Since they are finding it hard to talk to each other, Big Daddy starts reminiscing about his trip to Europe with Big Mama. He grumbles about how much everything cost, and how much useless stuff his wife bought. He says he is lucky he is a rich man. In addition to the land, he is worth ten million dollars in cash as well as some blue-chip stocks. But a man cannot buy his life with it, he adds.
He remembers one more thing about his trip to Europe-the begging children in Barcelona, Spain, who presented such a contrast with the fat priests. He threw a lot of money to the children so he could get rid of them long enough to get in the car and drive away. In Morocco, an Arab woman sent her naked little girl to him to offer him sex for money. He went straight back to the hotel and left the country immediately.
Brick says he want his crutch so he can go to the cabinet for another drink. His father hands him his crutch, and goes on talking. He is talking a lot because a load has been taken off his mind by the news that he does not have cancer.
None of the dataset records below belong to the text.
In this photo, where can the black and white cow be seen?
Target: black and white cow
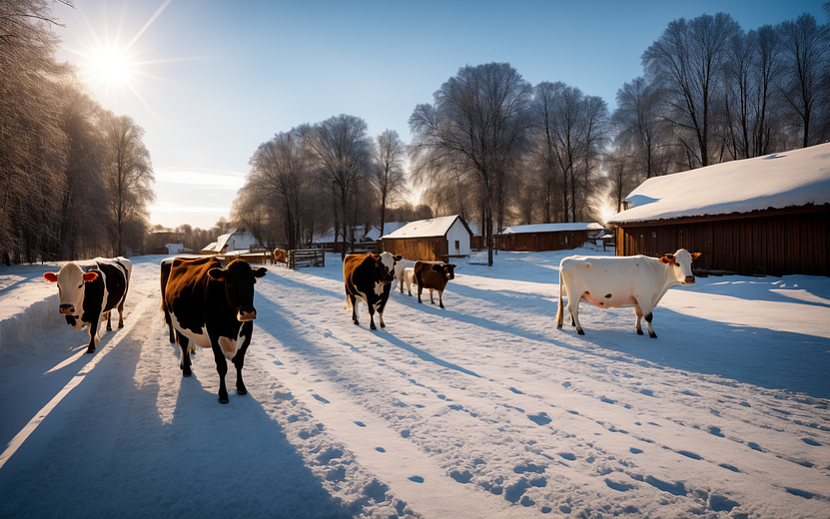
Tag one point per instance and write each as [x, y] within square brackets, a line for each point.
[368, 276]
[90, 290]
[213, 307]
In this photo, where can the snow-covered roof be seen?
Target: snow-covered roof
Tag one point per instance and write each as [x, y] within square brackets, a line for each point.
[552, 227]
[425, 228]
[787, 179]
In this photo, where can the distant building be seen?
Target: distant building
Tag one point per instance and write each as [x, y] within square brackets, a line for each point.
[435, 239]
[766, 215]
[233, 240]
[547, 236]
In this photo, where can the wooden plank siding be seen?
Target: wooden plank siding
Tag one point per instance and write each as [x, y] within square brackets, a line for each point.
[414, 249]
[774, 244]
[541, 241]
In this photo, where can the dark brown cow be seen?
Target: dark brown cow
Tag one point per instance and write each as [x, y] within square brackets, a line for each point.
[213, 307]
[368, 276]
[433, 275]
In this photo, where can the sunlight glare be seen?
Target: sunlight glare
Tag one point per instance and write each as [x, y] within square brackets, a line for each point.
[110, 66]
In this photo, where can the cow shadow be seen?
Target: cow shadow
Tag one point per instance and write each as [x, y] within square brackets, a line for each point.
[758, 356]
[210, 460]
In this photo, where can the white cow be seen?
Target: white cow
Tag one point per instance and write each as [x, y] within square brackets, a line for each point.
[408, 279]
[611, 282]
[400, 265]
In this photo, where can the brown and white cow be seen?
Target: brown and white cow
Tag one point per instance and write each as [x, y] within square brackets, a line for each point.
[611, 282]
[433, 275]
[280, 256]
[213, 307]
[368, 276]
[90, 290]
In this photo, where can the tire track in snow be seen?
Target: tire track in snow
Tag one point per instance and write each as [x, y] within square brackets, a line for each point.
[140, 313]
Brick asks him whether hes finished talking to him. He says that whenever they talk, nothing is really said. There is no communication between them. Big Daddy admits that he thought he had cancer, but he managed to keep quiet about it. He wonders if he can risk taking a drink, and he pours himself one. He tells Brick that at the age of sixty-five he still has a desire for women, and he is going to put his scruples aside and “have me a -ball!” He admits that in all the years he slept with his wife, he never even liked her.
The phone is ringing down the hall. Big Mama enters, wondering why the men never seem to hear the phone. Big Daddy makes a cruel joke at her expense, and after she exits, her voice can be heard talking on the phone to Miss Sally. When she returns, Big Daddy holds the door half-closed so she cannot come in. As she asks him whether he meant all the cruel things he said to her, he shuts the door. She retreats, sobbing.
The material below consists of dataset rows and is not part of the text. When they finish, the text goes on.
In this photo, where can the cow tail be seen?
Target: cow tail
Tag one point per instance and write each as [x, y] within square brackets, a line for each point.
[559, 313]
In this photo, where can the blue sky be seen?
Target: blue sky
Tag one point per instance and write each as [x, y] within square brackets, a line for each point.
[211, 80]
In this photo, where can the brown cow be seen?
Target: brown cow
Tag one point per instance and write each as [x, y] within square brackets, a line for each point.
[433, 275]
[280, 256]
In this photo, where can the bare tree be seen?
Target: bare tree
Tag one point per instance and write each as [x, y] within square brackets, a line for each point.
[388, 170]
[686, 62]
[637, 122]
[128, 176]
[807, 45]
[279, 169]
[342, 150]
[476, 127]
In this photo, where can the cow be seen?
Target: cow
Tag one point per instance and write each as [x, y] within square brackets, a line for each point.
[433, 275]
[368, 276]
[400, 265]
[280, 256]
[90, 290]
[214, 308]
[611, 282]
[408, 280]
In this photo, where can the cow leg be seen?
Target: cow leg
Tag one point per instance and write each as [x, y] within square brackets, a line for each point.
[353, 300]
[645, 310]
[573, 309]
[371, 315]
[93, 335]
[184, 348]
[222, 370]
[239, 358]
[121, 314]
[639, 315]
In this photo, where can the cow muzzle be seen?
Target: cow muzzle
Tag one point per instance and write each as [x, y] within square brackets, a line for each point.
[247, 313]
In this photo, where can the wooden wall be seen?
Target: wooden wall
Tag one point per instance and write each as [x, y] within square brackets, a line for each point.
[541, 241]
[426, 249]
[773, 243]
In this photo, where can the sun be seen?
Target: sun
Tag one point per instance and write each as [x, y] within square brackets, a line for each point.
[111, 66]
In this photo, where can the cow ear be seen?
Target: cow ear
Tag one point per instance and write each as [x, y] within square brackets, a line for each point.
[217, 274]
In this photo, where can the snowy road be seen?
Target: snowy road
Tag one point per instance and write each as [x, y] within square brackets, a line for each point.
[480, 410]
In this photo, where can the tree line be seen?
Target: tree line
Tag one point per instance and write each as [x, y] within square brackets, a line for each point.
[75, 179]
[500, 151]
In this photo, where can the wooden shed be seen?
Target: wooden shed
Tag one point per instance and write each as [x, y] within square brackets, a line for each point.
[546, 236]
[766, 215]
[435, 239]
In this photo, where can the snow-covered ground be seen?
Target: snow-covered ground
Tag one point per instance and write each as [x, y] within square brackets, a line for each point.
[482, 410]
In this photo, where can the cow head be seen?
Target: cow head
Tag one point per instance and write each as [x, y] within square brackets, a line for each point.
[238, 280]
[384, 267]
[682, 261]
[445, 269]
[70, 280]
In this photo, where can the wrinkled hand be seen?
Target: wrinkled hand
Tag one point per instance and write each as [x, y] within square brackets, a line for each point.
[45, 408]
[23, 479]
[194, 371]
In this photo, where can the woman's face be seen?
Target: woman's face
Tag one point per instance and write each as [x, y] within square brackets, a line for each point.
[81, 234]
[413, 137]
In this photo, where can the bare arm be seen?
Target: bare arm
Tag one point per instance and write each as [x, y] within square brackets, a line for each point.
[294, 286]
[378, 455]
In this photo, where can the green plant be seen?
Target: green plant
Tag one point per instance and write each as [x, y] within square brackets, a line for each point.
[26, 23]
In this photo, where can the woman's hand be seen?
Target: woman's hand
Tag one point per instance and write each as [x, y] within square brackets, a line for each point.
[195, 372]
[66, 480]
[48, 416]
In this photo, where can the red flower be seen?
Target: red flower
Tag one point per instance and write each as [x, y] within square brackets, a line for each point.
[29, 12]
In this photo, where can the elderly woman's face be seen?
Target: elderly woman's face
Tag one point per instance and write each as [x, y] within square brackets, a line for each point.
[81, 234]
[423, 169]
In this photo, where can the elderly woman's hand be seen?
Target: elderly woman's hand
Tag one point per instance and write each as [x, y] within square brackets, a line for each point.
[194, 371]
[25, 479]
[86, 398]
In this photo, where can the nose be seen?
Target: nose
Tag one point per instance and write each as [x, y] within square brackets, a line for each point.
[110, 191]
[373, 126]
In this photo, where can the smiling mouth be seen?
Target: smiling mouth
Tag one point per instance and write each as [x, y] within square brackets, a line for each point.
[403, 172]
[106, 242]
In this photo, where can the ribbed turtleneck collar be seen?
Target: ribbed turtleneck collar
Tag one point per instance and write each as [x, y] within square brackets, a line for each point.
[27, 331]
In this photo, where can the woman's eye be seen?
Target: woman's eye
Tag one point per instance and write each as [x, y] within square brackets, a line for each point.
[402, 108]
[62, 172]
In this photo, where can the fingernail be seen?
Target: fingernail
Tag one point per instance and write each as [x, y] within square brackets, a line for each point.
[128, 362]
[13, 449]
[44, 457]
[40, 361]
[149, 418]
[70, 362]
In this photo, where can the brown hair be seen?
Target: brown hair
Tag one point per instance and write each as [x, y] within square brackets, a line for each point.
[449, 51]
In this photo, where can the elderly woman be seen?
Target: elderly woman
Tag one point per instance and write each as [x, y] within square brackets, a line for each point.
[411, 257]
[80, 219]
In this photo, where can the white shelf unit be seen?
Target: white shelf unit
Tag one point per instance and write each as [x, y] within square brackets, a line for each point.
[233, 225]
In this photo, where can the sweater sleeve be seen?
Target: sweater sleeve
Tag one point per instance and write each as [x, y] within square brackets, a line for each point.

Big Daddy says to Brick that all he asks of his wife is that she should leave him alone, but she cannot admit that she makes him sick. He talks again about how he is going to find another woman for sex. He says he is happy, and asks Brick why he is so restless. Brick says he has to drink until he hears that click in his head that makes him feel at peace. Big Daddy tells him he is an alcoholic, and Brick admits as much. Big Daddy says he had no idea that Brick was turning into a drunkard.
Brick again wants to end the conversation, but Big Daddy takes his crutch and tosses it across the room. He says he is going to straighten his son out. He tells Brick how relieved he was to hear he only had a spastic colon.
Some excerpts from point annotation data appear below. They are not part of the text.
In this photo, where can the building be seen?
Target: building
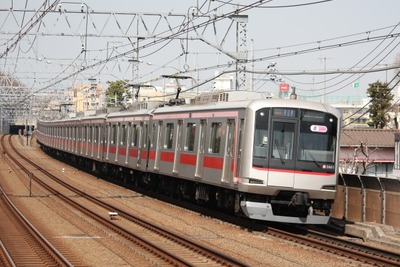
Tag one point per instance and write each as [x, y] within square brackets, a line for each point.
[370, 149]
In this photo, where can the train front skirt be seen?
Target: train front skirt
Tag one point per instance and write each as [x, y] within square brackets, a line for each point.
[263, 211]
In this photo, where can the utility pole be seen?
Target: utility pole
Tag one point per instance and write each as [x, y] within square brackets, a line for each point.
[324, 59]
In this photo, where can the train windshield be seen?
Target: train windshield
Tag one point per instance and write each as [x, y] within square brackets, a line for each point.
[295, 138]
[317, 137]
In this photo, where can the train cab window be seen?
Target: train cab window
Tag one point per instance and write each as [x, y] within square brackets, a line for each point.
[317, 140]
[169, 136]
[134, 139]
[215, 138]
[123, 135]
[283, 140]
[190, 135]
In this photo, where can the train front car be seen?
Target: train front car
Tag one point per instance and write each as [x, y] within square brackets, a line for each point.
[289, 161]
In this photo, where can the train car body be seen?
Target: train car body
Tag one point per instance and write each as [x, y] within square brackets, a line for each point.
[268, 159]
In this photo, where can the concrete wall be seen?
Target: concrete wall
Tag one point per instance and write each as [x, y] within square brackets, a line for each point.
[367, 199]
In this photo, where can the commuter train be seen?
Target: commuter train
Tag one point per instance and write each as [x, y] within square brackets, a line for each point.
[267, 159]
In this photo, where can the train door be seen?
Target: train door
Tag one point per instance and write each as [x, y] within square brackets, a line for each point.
[158, 146]
[177, 148]
[200, 148]
[227, 173]
[282, 154]
[239, 148]
[140, 145]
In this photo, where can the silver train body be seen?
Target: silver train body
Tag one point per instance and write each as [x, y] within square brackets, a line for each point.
[267, 159]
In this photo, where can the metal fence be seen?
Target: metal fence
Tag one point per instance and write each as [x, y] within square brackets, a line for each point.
[367, 199]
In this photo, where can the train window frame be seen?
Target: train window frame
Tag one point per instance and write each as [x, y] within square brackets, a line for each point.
[134, 136]
[153, 139]
[123, 135]
[169, 135]
[216, 134]
[145, 134]
[190, 136]
[261, 136]
[113, 138]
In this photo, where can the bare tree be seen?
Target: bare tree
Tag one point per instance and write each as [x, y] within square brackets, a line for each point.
[354, 165]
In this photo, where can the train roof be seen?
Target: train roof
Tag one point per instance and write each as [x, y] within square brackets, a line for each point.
[253, 104]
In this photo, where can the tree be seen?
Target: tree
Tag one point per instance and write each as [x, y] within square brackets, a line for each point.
[355, 164]
[381, 98]
[116, 92]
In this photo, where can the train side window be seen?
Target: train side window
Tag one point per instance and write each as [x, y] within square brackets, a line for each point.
[169, 136]
[95, 134]
[123, 135]
[134, 138]
[153, 135]
[215, 138]
[190, 135]
[261, 133]
[84, 133]
[90, 133]
[113, 134]
[145, 134]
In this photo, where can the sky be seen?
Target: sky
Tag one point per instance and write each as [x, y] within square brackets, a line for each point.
[323, 48]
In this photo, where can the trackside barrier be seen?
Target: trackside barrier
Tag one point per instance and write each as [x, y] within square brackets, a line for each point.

A child comes in the room with a sparkler and there is the sound of laughter outside. Brick hops across the room and gets his crutch, but his father orders him to stay. Brick complains that their conversation goes round in circles. They start to quarrel and Big Daddy raises his voice. Big Mama rushes in, wondering what is going on. Big Daddy tells her to leave, and she exits, sobbing.
Lying behind this conversation between father and son are the two unmentionable topics: Big Daddys impending death and the homosexuality that destroyed Bricks friendship with Skipper.
There is dramatic irony in the situation because Brick and the audience know that Big Daddy is dying, but he does not. On the contrary, he thinks he has been spared. He needs to confess to someone that he thought he was dying, and to express his relief that he is not. His recent scare has forced him to think about mortality and even to question some of his values. He is a man who has accumulated great wealth, but he now realizes that “a man cant buy his life with it when his life has been spent” (p. 89). Nor can money do much to alleviate human suffering, because humans are selfish. The fact that Big Daddy chooses to say these things to Brick, but not to his wife or his other son, shows his affection for Brick. It is to Brick that he reveals his true feelings about his wife and about Mae and Gooper (“them two-drips. . . .”).
It is Big Daddys affection for Brick, and his desire to help him, that makes him so persistent in probing his son. The dramatic tension arises from that fact that Brick is continually evasive. He does not want to talk, and he tries to justify his reluctance by claiming that their father-son discussions never amount to anything. But Big Daddys persistence will eventually break through Bricks emotional reserve and uncover the truth.